OpenMLDB comes in two versions: Standalone and Cluster. In the standalone version, data is exclusively stored in memory, and data import is limited to the use of the LOAD DATA command. In the cluster version, data can be stored separately on both offline and online platforms, with no sharing of data between the two.

This article focuses on data import methods in the cluster version.

Data Import in Cluster Version#

Offline Import( LOAD DATA#

  • OpenMLDB itself does not provide an offline storage engine, but it requires specifying the address for offline storage. This is done by modifying the taskmanager configuration offline.data.prefix, which can point to various storage media such as local directories, HDFS, S3, and others.

  • There is only one data import method available: Executing LOAD DATA in offline mode. The default method is hard copy import.
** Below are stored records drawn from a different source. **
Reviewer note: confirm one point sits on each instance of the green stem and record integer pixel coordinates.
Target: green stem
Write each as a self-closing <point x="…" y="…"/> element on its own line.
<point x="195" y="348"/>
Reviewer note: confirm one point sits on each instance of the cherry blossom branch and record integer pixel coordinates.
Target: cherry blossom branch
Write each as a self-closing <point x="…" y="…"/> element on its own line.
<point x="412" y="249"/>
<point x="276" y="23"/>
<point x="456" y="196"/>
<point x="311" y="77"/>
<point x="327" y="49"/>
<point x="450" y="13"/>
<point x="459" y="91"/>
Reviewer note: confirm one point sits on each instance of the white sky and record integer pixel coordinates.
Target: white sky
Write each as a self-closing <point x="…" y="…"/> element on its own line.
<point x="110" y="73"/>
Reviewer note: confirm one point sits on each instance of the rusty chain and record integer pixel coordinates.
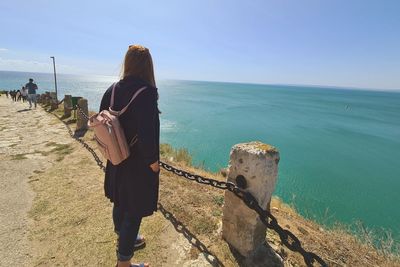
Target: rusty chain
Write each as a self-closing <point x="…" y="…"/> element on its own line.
<point x="287" y="238"/>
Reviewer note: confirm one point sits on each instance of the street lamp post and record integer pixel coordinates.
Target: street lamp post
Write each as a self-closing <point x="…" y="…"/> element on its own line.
<point x="55" y="77"/>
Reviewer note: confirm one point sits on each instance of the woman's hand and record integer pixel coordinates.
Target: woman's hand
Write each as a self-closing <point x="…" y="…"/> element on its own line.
<point x="155" y="167"/>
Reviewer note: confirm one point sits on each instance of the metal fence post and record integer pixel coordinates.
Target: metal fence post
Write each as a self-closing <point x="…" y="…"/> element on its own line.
<point x="253" y="167"/>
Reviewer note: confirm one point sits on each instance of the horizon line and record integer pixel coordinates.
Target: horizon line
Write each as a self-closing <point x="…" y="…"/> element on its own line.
<point x="391" y="90"/>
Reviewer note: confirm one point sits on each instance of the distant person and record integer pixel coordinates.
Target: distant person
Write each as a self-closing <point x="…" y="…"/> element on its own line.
<point x="133" y="184"/>
<point x="19" y="95"/>
<point x="32" y="87"/>
<point x="24" y="93"/>
<point x="13" y="94"/>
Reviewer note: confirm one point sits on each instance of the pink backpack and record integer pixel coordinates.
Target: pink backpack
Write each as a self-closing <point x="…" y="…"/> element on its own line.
<point x="109" y="134"/>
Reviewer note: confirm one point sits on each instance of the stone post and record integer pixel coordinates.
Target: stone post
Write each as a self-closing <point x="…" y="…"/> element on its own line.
<point x="253" y="167"/>
<point x="81" y="121"/>
<point x="67" y="105"/>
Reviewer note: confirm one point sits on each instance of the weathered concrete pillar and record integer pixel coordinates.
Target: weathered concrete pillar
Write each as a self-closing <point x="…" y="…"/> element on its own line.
<point x="67" y="105"/>
<point x="253" y="167"/>
<point x="81" y="121"/>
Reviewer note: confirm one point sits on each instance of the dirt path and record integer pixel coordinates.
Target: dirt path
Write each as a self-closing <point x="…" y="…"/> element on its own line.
<point x="20" y="141"/>
<point x="52" y="206"/>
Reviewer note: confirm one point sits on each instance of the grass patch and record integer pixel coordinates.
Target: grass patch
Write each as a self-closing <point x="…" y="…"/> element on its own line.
<point x="176" y="154"/>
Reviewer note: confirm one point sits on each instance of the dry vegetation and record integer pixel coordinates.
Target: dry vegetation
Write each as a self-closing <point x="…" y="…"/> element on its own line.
<point x="72" y="219"/>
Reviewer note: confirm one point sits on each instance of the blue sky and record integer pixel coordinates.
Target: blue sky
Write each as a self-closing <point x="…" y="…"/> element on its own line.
<point x="327" y="42"/>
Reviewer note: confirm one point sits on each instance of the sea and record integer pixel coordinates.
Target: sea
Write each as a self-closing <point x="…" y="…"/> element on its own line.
<point x="339" y="147"/>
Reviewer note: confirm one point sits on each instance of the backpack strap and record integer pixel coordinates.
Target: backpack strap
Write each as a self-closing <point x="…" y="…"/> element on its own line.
<point x="119" y="113"/>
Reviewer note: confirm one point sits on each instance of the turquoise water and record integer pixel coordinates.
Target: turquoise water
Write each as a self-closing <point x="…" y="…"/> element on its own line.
<point x="340" y="148"/>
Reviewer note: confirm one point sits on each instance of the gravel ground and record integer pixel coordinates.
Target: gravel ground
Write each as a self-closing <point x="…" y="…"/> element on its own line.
<point x="20" y="141"/>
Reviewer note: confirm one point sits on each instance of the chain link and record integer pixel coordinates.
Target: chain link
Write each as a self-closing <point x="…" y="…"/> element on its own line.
<point x="269" y="220"/>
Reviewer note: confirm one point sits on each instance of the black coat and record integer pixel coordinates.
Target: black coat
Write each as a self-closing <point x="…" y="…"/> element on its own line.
<point x="132" y="185"/>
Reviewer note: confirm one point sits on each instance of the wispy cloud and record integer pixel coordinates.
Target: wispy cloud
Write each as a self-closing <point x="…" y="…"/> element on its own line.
<point x="33" y="66"/>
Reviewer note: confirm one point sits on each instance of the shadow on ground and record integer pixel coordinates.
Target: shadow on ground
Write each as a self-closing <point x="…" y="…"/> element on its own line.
<point x="180" y="228"/>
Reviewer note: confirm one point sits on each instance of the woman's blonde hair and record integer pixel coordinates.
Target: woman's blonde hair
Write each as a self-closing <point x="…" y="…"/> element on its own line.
<point x="138" y="64"/>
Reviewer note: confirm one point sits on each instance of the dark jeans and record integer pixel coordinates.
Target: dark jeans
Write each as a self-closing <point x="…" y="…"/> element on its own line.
<point x="126" y="225"/>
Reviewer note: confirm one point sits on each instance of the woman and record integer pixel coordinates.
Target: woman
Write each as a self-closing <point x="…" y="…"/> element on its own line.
<point x="133" y="184"/>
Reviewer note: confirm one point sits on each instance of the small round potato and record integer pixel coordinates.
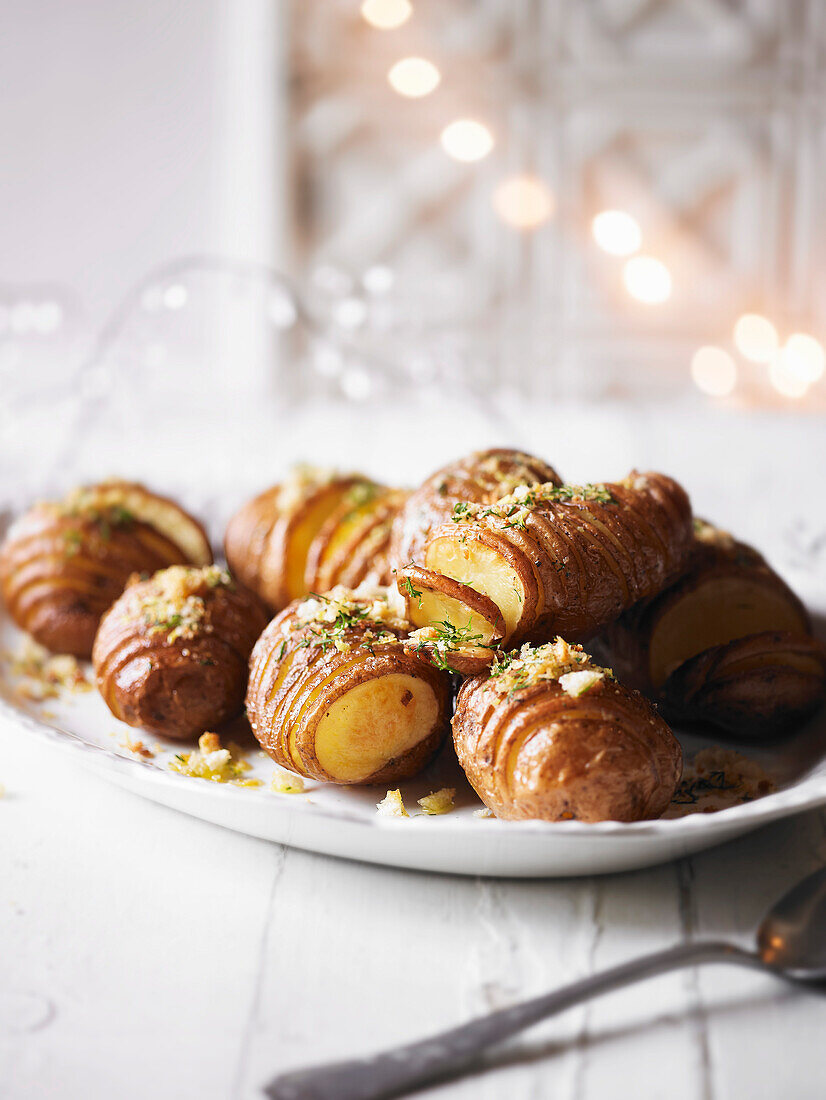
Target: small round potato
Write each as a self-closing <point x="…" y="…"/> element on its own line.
<point x="172" y="653"/>
<point x="64" y="562"/>
<point x="548" y="735"/>
<point x="333" y="695"/>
  • By default, OpenMLDB copies the source data to the offline.data.prefix directory. Supported file formats for reading include CSV and Parquet.
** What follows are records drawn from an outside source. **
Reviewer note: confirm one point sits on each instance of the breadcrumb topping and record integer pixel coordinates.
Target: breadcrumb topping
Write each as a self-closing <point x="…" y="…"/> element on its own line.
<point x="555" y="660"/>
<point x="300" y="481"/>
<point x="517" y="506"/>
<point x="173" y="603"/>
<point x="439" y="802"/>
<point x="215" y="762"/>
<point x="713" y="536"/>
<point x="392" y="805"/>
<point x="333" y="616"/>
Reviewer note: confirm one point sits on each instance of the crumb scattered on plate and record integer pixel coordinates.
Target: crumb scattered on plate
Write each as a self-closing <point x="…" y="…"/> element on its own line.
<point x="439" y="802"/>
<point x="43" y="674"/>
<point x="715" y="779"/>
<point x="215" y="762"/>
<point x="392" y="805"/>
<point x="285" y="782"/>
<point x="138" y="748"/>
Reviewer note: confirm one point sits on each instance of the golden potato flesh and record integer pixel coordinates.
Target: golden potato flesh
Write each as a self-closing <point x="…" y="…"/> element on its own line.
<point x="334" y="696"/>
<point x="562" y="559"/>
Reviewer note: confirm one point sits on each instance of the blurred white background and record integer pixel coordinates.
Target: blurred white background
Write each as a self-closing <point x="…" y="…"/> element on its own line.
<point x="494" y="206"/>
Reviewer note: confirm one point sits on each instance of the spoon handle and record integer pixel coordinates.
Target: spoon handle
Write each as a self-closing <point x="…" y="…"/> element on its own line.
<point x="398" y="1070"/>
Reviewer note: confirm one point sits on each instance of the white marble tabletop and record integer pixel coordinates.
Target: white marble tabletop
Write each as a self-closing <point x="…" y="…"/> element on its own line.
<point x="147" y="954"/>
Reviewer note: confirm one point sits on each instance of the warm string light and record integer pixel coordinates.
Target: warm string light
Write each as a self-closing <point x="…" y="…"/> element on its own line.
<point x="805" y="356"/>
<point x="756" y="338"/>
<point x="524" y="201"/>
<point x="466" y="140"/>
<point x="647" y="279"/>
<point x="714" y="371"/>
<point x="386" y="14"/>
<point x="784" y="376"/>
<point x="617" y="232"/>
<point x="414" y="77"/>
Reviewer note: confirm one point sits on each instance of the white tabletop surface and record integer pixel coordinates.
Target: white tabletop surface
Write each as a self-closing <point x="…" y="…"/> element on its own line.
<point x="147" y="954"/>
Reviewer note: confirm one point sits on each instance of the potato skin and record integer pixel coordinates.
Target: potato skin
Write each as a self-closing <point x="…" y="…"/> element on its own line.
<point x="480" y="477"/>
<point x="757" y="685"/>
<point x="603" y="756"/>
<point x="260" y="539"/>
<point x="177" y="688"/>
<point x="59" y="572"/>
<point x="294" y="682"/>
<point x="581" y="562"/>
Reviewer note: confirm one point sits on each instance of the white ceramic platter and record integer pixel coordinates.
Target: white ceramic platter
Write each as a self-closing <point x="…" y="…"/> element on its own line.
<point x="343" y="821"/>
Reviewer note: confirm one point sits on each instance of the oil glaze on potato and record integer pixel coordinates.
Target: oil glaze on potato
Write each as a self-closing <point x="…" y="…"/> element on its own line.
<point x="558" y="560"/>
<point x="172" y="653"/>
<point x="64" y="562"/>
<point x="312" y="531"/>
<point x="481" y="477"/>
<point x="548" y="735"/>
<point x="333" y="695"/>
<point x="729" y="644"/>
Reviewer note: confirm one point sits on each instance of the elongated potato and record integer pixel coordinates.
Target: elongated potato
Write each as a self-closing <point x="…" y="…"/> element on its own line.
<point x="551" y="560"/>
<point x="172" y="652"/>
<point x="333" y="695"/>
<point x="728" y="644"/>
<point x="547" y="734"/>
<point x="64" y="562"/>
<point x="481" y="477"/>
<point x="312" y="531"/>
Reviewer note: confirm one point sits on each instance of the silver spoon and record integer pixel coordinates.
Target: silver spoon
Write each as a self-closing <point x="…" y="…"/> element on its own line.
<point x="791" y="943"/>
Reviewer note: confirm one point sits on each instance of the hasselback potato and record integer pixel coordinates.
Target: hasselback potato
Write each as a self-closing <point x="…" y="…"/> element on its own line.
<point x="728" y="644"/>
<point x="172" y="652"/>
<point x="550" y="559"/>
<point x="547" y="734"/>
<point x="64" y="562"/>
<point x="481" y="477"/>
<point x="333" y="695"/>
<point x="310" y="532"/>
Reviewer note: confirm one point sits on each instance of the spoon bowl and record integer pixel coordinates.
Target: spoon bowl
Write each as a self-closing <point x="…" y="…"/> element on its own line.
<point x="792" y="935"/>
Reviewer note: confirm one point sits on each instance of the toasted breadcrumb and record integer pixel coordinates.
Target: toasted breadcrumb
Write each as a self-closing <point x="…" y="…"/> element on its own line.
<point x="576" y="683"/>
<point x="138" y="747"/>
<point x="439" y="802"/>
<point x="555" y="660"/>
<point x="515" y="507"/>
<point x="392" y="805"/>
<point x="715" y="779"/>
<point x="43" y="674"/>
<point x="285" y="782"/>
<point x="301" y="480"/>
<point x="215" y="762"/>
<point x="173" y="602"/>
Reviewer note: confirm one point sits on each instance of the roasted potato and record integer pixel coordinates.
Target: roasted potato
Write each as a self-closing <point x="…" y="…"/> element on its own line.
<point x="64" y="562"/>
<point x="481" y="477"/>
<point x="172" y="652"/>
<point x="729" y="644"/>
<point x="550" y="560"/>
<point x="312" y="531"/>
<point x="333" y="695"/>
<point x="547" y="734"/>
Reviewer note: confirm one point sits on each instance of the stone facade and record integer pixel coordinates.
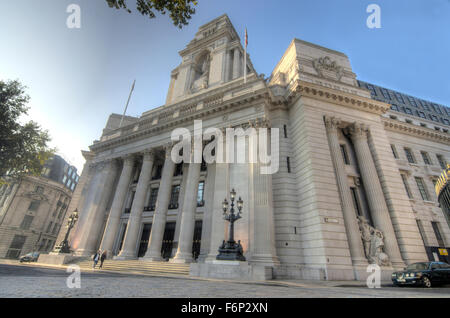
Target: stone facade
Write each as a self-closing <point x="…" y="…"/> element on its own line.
<point x="336" y="168"/>
<point x="32" y="212"/>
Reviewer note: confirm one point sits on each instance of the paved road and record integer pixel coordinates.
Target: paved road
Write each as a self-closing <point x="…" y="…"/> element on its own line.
<point x="30" y="281"/>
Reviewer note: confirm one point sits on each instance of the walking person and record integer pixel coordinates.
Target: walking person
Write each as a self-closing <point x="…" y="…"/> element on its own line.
<point x="96" y="258"/>
<point x="103" y="257"/>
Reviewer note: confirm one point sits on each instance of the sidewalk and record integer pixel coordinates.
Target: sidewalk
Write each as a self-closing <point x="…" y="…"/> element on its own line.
<point x="274" y="282"/>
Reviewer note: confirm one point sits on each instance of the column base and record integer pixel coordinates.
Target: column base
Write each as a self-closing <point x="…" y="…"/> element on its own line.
<point x="151" y="258"/>
<point x="182" y="259"/>
<point x="360" y="262"/>
<point x="264" y="260"/>
<point x="83" y="253"/>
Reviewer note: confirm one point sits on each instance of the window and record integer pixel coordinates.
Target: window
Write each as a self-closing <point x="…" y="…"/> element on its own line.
<point x="61" y="212"/>
<point x="34" y="205"/>
<point x="425" y="105"/>
<point x="438" y="234"/>
<point x="394" y="152"/>
<point x="421" y="231"/>
<point x="434" y="117"/>
<point x="412" y="101"/>
<point x="405" y="183"/>
<point x="399" y="97"/>
<point x="345" y="155"/>
<point x="174" y="197"/>
<point x="152" y="199"/>
<point x="55" y="229"/>
<point x="16" y="246"/>
<point x="200" y="194"/>
<point x="356" y="201"/>
<point x="385" y="93"/>
<point x="26" y="222"/>
<point x="372" y="89"/>
<point x="422" y="189"/>
<point x="178" y="169"/>
<point x="409" y="155"/>
<point x="426" y="158"/>
<point x="441" y="161"/>
<point x="49" y="227"/>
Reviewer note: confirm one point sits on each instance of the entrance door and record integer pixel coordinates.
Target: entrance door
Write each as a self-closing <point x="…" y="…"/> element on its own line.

  • LOAD DATA also supports a soft link mode, which can be configured using the deep_copy=false option. When importing soft links, only the source data address is recorded in the OpenMLDB table information, and no hard copy is created. This mode also supports two file formats: CSV and Parquet.

Note

If the offline data address of the table is a soft link, OpenMLDB does not support appending data to the offline storage of the table. This limitation arises because OpenMLDB lacks the authorization to modify data within the soft link directory. OpenMLDB exclusively supports overwriting the offline data address of the table. When overwritten, the data in the original soft link directory will not be deleted; only the soft link will be discarded.

Online Import#

The online mode of the OpenMLDB cluster version incorporates a self-built online storage engine, which is memory-based. Consequently, online data import is only hard copy.

LOAD DATA#

To perform online data import, execute the LOAD DATA Command in either Online Preview Mode or Online Request Mode. This process supports reading files in CSV and Parquet formats.

Stream Import#

OpenMLDB offers support for online data import from sources such as Pulsar, Kafka, and RocketMQ, with details outlined in:

In Addition#

The OpenMLDB openmldb-import tool offers a bulk load import method that enables swift data import into online storage for both standalone and clustered versions.

The tool is currently in the development phase and thus comes with several limitations, including:

  1. It only supports the import of multiple local CSV files.

  2. The tool supports only standalone operation and requires high memory resources, potentially exceeding the “total amount of imported data.”